Through Campless, “… we could tell you the value of a pair of shoes,” says Luber. “It’s a really easy thought to say, ‘Well, now I can look at someone’s entire sneaker collection and tell you the value of your entire collection.’ And you can look at that collection the same way you look at a stock portfolio — just track its value over time. And if you have a stock portfolio, and you’re tracking the value of the portfolio, it’s only one additional step to think, ‘Well, what if we create an actual stock market for sneakers?’ And that’s what StockX is. StockX is an actual stock market for sneakers. We’re a marketplace. We’re an evolution of eBay: We connect buyers to sellers. But we operate in exactly the same way that the world stock market does, and that’s the real business here.”

And this very real business has grown to 1,100 employees, an entire legal team, and a handful of external attorneys they consult with, as well. “All we’ve done, every step of the way, is just copy how the stock market works, and the stock market has been the most efficient form of commerce for hundreds of years and worked really well at a really big scale,” explains Luber. “We didn’t make this up. We just copied the most proven business model in history.”

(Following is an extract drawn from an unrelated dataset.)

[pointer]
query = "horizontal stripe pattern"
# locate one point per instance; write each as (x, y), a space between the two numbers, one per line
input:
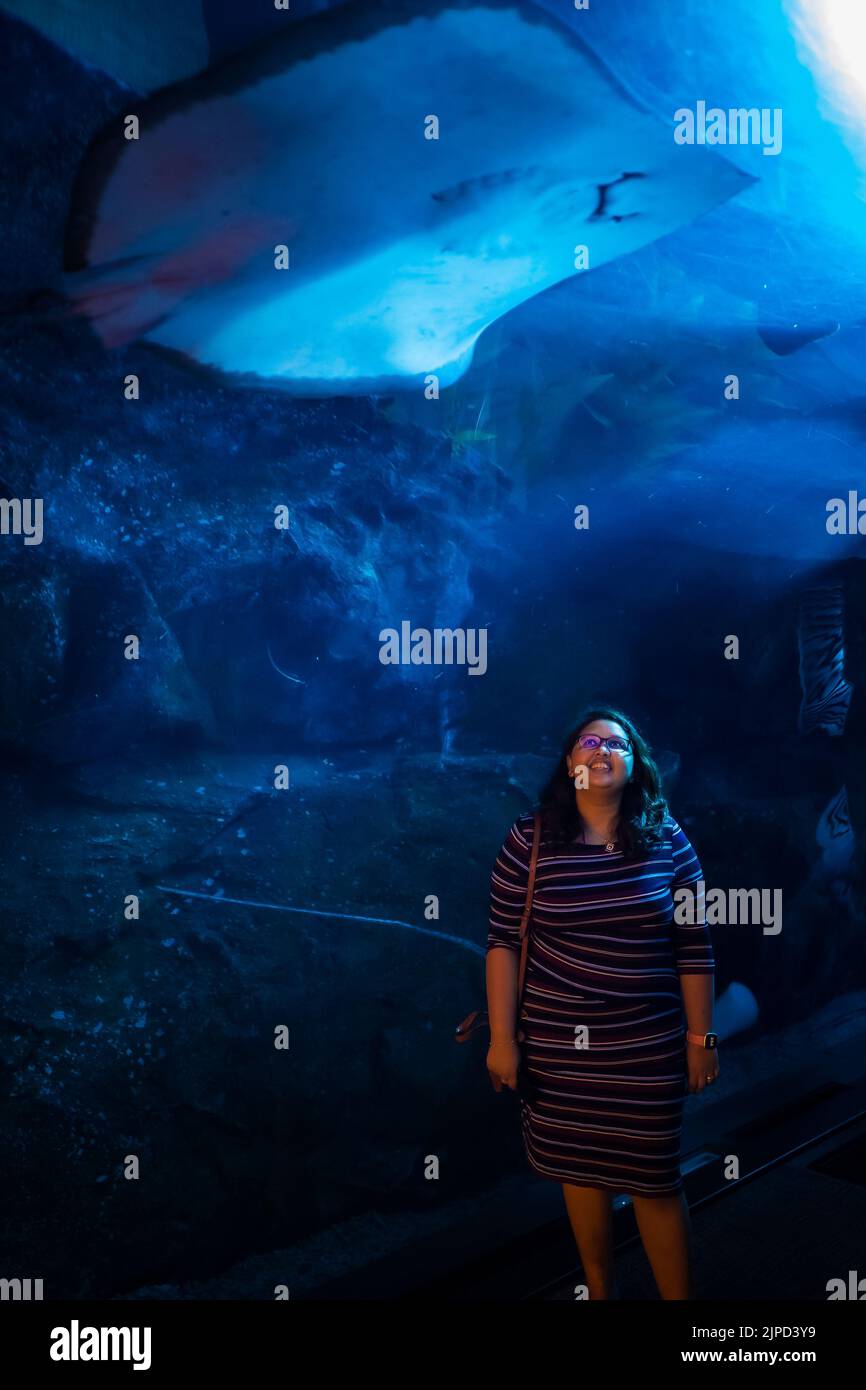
(602, 1075)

The co-founder now spends his days focused on innovation, working with new ideas and products (such as a trading card category, which was launched late last year). “I spend a lot of my time doing all the start-up-within-a-startup stuff,” says Luber. “I work within the larger organization, but do all the fun stuff.”

Despite his new role, Luber still relies quite heavily on his law degree (as he has for all of his start-ups). “It is immensely helpful, being an entrepreneur, to have a very wide, broad skill set, and with one of those being a foundation in law is obviously invaluable,” he says.

Luber, who went to Emory for his undergraduate degree, had intended to go back to get his graduate business degree, admitting he was only “secondarily interested in law.” But, the combination of strict competition and “super intellectually challenging” material meant that Luber “actually loved law school” and did fairly well.

“Josh was an exceptional student. He possesses a quiet brilliance,” says Dr. B. Kembrel Jones 00B, former associate dean of the Goizueta MBA Program. “Josh’s legal training taught him to lead with logic and gave him the skills to be quite persuasive. He was and is forward-thinking, goal-oriented and, most importantly, extremely passionate.”

During his early days in the start-up world, when he didn’t have an entire legal team on staff, Luber used the contracts skills he developed while earning his degree quite often. It gave him a basic understanding for “start-up law” as well as the ability to interpret the contracts he had to sign. Now he uses his degree to understand what’s going on with the company and its growth.

“All that said, you could say the biggest thing that came out of law school was I actually met my wife there, and she still practices,” says Luber. When numbering his life’s priorities, he joked, “I’ll put her as 1A, StockX as 1B, and all the other companies 2.”